Cold leather and sharp incense dominate the opening — austere, almost medicinal, with the aldehyde adding a soapy metallic edge that keeps it from going purely animalic. The iris softens the heart without sweetening it, lending a powdery rootiness that grounds the civet's quiet funk. On the dry-down, civet and musk push forward with moderate projection and a dense, close-wearing sillage that lingers for hours without broadcasting. There's nothing approachable or easy here — it's confrontational in the best way — dark fall and winter wear for someone who prefers their perfume to feel like a statement.

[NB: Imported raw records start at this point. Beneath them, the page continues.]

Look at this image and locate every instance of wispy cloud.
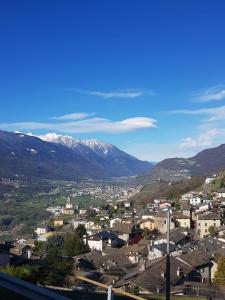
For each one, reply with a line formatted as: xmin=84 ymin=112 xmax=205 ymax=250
xmin=53 ymin=112 xmax=95 ymax=120
xmin=168 ymin=105 xmax=225 ymax=122
xmin=0 ymin=116 xmax=156 ymax=134
xmin=193 ymin=84 xmax=225 ymax=103
xmin=179 ymin=128 xmax=221 ymax=150
xmin=72 ymin=88 xmax=154 ymax=99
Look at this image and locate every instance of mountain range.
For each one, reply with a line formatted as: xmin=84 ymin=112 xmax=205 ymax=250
xmin=0 ymin=130 xmax=152 ymax=181
xmin=141 ymin=143 xmax=225 ymax=183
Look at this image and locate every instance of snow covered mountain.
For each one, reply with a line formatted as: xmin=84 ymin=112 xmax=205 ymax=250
xmin=39 ymin=133 xmax=121 ymax=158
xmin=0 ymin=130 xmax=153 ymax=181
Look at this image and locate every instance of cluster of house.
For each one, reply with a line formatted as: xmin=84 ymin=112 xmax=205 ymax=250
xmin=3 ymin=176 xmax=225 ymax=298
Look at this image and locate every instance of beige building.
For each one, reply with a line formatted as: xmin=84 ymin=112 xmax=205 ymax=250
xmin=138 ymin=218 xmax=155 ymax=231
xmin=54 ymin=219 xmax=64 ymax=227
xmin=196 ymin=212 xmax=221 ymax=238
xmin=62 ymin=197 xmax=74 ymax=215
xmin=174 ymin=212 xmax=191 ymax=228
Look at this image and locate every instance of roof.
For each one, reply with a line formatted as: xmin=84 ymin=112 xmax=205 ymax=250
xmin=154 ymin=242 xmax=177 ymax=253
xmin=138 ymin=218 xmax=154 ymax=225
xmin=176 ymin=250 xmax=213 ymax=268
xmin=160 ymin=228 xmax=187 ymax=244
xmin=198 ymin=212 xmax=220 ymax=220
xmin=173 ymin=212 xmax=190 ymax=220
xmin=112 ymin=223 xmax=134 ymax=234
xmin=115 ymin=256 xmax=193 ymax=293
xmin=95 ymin=230 xmax=118 ymax=240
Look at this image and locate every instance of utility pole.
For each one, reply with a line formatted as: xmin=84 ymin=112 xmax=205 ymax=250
xmin=166 ymin=209 xmax=170 ymax=300
xmin=107 ymin=285 xmax=113 ymax=300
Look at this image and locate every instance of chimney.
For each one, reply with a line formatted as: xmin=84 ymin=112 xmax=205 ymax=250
xmin=139 ymin=258 xmax=146 ymax=272
xmin=161 ymin=270 xmax=165 ymax=278
xmin=177 ymin=267 xmax=183 ymax=277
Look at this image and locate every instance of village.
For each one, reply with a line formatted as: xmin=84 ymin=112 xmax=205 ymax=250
xmin=2 ymin=175 xmax=225 ymax=299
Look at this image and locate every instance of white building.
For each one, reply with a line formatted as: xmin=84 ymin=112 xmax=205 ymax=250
xmin=84 ymin=235 xmax=103 ymax=251
xmin=189 ymin=196 xmax=202 ymax=206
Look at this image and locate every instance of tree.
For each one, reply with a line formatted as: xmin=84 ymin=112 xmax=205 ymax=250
xmin=33 ymin=241 xmax=45 ymax=257
xmin=76 ymin=224 xmax=86 ymax=238
xmin=208 ymin=225 xmax=217 ymax=237
xmin=142 ymin=227 xmax=151 ymax=239
xmin=0 ymin=265 xmax=32 ymax=280
xmin=213 ymin=256 xmax=225 ymax=285
xmin=64 ymin=231 xmax=89 ymax=257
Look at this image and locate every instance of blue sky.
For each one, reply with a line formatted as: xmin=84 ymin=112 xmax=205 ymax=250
xmin=1 ymin=1 xmax=225 ymax=161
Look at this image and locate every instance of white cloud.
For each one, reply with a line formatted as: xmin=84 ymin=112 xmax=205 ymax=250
xmin=53 ymin=112 xmax=95 ymax=120
xmin=193 ymin=85 xmax=225 ymax=103
xmin=169 ymin=105 xmax=225 ymax=122
xmin=0 ymin=116 xmax=156 ymax=134
xmin=179 ymin=128 xmax=221 ymax=150
xmin=73 ymin=89 xmax=154 ymax=99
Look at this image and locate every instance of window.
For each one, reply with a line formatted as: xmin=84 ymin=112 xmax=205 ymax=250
xmin=205 ymin=223 xmax=207 ymax=227
xmin=164 ymin=220 xmax=166 ymax=224
xmin=205 ymin=229 xmax=207 ymax=233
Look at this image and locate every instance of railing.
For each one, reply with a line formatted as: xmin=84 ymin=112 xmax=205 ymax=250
xmin=0 ymin=272 xmax=71 ymax=300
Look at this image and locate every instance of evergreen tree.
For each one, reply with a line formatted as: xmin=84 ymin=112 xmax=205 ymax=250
xmin=213 ymin=256 xmax=225 ymax=285
xmin=64 ymin=231 xmax=89 ymax=257
xmin=76 ymin=224 xmax=86 ymax=238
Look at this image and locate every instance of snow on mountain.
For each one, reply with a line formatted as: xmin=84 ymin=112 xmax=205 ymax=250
xmin=81 ymin=139 xmax=113 ymax=156
xmin=39 ymin=133 xmax=81 ymax=148
xmin=0 ymin=130 xmax=153 ymax=180
xmin=39 ymin=133 xmax=115 ymax=157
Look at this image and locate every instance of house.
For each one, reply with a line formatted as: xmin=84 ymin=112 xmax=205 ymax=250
xmin=156 ymin=227 xmax=189 ymax=247
xmin=215 ymin=189 xmax=225 ymax=198
xmin=159 ymin=201 xmax=172 ymax=210
xmin=62 ymin=197 xmax=74 ymax=215
xmin=110 ymin=217 xmax=122 ymax=228
xmin=189 ymin=196 xmax=202 ymax=206
xmin=205 ymin=177 xmax=215 ymax=184
xmin=173 ymin=212 xmax=191 ymax=228
xmin=84 ymin=234 xmax=103 ymax=251
xmin=195 ymin=203 xmax=211 ymax=213
xmin=115 ymin=251 xmax=214 ymax=294
xmin=153 ymin=212 xmax=175 ymax=234
xmin=79 ymin=209 xmax=87 ymax=215
xmin=117 ymin=239 xmax=150 ymax=264
xmin=115 ymin=256 xmax=192 ymax=294
xmin=149 ymin=242 xmax=182 ymax=259
xmin=196 ymin=211 xmax=221 ymax=238
xmin=34 ymin=226 xmax=48 ymax=235
xmin=84 ymin=231 xmax=123 ymax=252
xmin=37 ymin=231 xmax=55 ymax=242
xmin=176 ymin=251 xmax=214 ymax=283
xmin=111 ymin=223 xmax=135 ymax=242
xmin=138 ymin=218 xmax=155 ymax=231
xmin=85 ymin=221 xmax=101 ymax=231
xmin=124 ymin=201 xmax=131 ymax=209
xmin=53 ymin=219 xmax=64 ymax=227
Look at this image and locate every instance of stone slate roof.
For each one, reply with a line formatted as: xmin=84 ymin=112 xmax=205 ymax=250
xmin=198 ymin=212 xmax=220 ymax=220
xmin=154 ymin=242 xmax=177 ymax=253
xmin=112 ymin=223 xmax=135 ymax=234
xmin=176 ymin=250 xmax=213 ymax=268
xmin=160 ymin=228 xmax=187 ymax=244
xmin=115 ymin=256 xmax=193 ymax=293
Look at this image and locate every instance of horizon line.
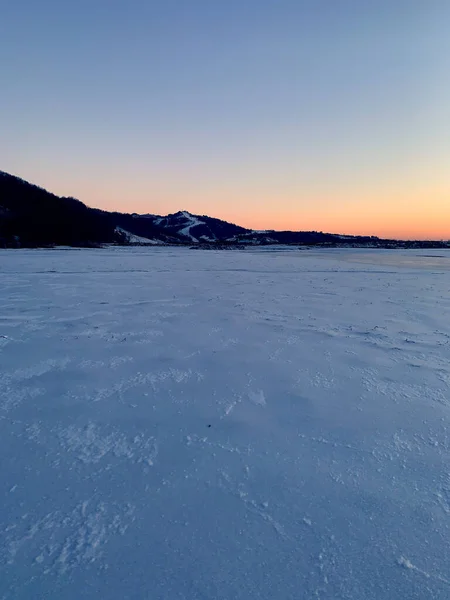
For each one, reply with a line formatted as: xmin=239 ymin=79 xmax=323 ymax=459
xmin=2 ymin=168 xmax=449 ymax=243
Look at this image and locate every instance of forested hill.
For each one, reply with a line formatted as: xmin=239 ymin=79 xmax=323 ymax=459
xmin=1 ymin=171 xmax=449 ymax=249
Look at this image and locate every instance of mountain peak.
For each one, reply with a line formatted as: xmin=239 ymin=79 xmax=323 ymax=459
xmin=1 ymin=169 xmax=448 ymax=248
xmin=173 ymin=210 xmax=194 ymax=218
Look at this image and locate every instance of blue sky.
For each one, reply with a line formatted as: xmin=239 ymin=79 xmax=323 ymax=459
xmin=1 ymin=0 xmax=449 ymax=237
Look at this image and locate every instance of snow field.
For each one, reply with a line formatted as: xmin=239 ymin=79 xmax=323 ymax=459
xmin=1 ymin=247 xmax=450 ymax=599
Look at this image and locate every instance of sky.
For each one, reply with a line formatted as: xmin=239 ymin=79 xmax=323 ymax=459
xmin=1 ymin=0 xmax=449 ymax=239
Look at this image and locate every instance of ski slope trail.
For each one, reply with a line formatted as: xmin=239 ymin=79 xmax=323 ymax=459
xmin=178 ymin=211 xmax=204 ymax=241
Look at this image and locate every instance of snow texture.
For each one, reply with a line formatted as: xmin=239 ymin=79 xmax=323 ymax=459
xmin=115 ymin=227 xmax=160 ymax=245
xmin=1 ymin=246 xmax=450 ymax=599
xmin=178 ymin=211 xmax=204 ymax=241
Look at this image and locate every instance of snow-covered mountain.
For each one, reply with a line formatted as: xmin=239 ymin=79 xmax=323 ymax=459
xmin=1 ymin=170 xmax=449 ymax=249
xmin=114 ymin=227 xmax=162 ymax=245
xmin=132 ymin=210 xmax=249 ymax=242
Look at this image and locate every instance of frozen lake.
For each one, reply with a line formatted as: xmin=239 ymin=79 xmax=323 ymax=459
xmin=1 ymin=247 xmax=450 ymax=599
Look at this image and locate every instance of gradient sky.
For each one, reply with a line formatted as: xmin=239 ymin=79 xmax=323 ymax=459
xmin=1 ymin=0 xmax=449 ymax=239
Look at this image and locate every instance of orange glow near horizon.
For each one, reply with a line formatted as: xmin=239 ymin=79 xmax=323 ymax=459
xmin=234 ymin=192 xmax=450 ymax=240
xmin=80 ymin=180 xmax=450 ymax=241
xmin=89 ymin=190 xmax=450 ymax=241
xmin=225 ymin=212 xmax=450 ymax=241
xmin=236 ymin=216 xmax=450 ymax=242
xmin=7 ymin=166 xmax=450 ymax=242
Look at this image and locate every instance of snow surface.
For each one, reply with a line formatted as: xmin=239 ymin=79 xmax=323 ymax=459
xmin=178 ymin=211 xmax=204 ymax=241
xmin=1 ymin=246 xmax=450 ymax=599
xmin=115 ymin=227 xmax=160 ymax=245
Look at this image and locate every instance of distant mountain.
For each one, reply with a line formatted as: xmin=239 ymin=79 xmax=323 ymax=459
xmin=1 ymin=170 xmax=449 ymax=249
xmin=133 ymin=210 xmax=249 ymax=242
xmin=0 ymin=170 xmax=116 ymax=247
xmin=0 ymin=171 xmax=250 ymax=247
xmin=0 ymin=171 xmax=184 ymax=247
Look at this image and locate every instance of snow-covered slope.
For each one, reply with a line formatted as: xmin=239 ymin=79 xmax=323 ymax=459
xmin=133 ymin=210 xmax=249 ymax=242
xmin=178 ymin=211 xmax=204 ymax=240
xmin=2 ymin=169 xmax=449 ymax=248
xmin=114 ymin=227 xmax=161 ymax=245
xmin=1 ymin=247 xmax=450 ymax=599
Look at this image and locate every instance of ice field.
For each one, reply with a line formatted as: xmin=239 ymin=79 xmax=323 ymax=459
xmin=1 ymin=246 xmax=450 ymax=599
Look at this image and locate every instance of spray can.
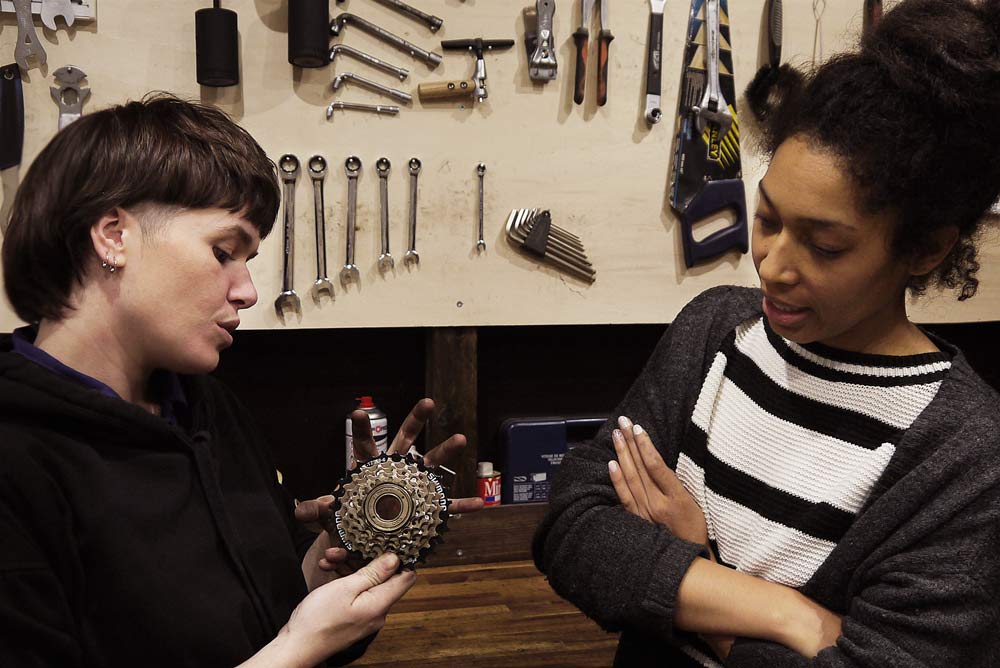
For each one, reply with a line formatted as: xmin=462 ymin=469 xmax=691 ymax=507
xmin=476 ymin=461 xmax=502 ymax=507
xmin=345 ymin=396 xmax=389 ymax=473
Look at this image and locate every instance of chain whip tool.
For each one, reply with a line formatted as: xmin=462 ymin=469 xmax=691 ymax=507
xmin=404 ymin=158 xmax=421 ymax=267
xmin=336 ymin=0 xmax=443 ymax=33
xmin=309 ymin=156 xmax=335 ymax=305
xmin=376 ymin=158 xmax=394 ymax=272
xmin=476 ymin=164 xmax=487 ymax=252
xmin=644 ymin=0 xmax=666 ymax=124
xmin=275 ymin=155 xmax=302 ymax=323
xmin=330 ymin=13 xmax=443 ymax=67
xmin=340 ymin=156 xmax=362 ymax=288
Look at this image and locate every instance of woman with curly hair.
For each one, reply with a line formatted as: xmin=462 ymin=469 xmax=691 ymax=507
xmin=534 ymin=1 xmax=1000 ymax=666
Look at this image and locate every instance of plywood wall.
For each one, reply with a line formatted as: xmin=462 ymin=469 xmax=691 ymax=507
xmin=1 ymin=0 xmax=997 ymax=330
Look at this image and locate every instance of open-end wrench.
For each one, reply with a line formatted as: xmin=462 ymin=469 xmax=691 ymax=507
xmin=330 ymin=14 xmax=443 ymax=68
xmin=692 ymin=0 xmax=732 ymax=137
xmin=404 ymin=158 xmax=421 ymax=267
xmin=41 ymin=0 xmax=76 ymax=31
xmin=13 ymin=0 xmax=47 ymax=72
xmin=341 ymin=156 xmax=362 ymax=288
xmin=329 ymin=44 xmax=409 ymax=81
xmin=275 ymin=155 xmax=302 ymax=323
xmin=643 ymin=0 xmax=666 ymax=124
xmin=308 ymin=155 xmax=335 ymax=305
xmin=336 ymin=0 xmax=443 ymax=33
xmin=476 ymin=163 xmax=487 ymax=252
xmin=332 ymin=72 xmax=412 ymax=104
xmin=376 ymin=158 xmax=394 ymax=273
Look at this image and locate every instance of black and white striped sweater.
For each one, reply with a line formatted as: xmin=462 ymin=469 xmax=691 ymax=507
xmin=534 ymin=286 xmax=1000 ymax=668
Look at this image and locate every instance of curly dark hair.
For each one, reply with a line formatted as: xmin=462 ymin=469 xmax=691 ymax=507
xmin=745 ymin=0 xmax=1000 ymax=300
xmin=2 ymin=93 xmax=280 ymax=323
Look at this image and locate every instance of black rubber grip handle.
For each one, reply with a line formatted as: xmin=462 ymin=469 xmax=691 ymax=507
xmin=572 ymin=28 xmax=589 ymax=104
xmin=680 ymin=179 xmax=749 ymax=267
xmin=645 ymin=13 xmax=663 ymax=96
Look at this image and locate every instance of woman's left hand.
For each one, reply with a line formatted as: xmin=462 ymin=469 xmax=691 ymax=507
xmin=608 ymin=416 xmax=708 ymax=548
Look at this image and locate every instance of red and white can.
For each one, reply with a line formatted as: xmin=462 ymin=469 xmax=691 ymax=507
xmin=476 ymin=461 xmax=502 ymax=507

Opens with a sharp, peppery bite from the pink pepper that quickly bleeds into smoky incense — not church-heavy, more like embers cooling in cedar-lined air. The heart settles into a dry, rooty vetiver that anchors everything without going muddy. Projection is moderate and intentional; it doesn't announce itself across a room. The dry-down turns quietly skin-warm through musk and ambergris, leaving a faintly saline, resinous trail that lasts without clinging aggressively — an unhurried, deliberate finish. — Cold-weather evenings, confident minimalists who want presence without performance.
How they overlap
Rien and Remarkable People share 2 notes (incense, musk). The same note name doesn't always mean the same scent — different houses use different vanillas, different woods, different musks — but a multi-note shared spine usually does indicate genuinely-comparable wear character. The remaining notes (4 unique to Rien, 4 unique to Remarkable People) are where the divergence happens.
The buying decision
Original-bottle pricing is essentially identical ($185 vs $185), so the choice rarely comes down to upfront cost. Both wear best across the same fall/winter — they're interchangeable on weather fit.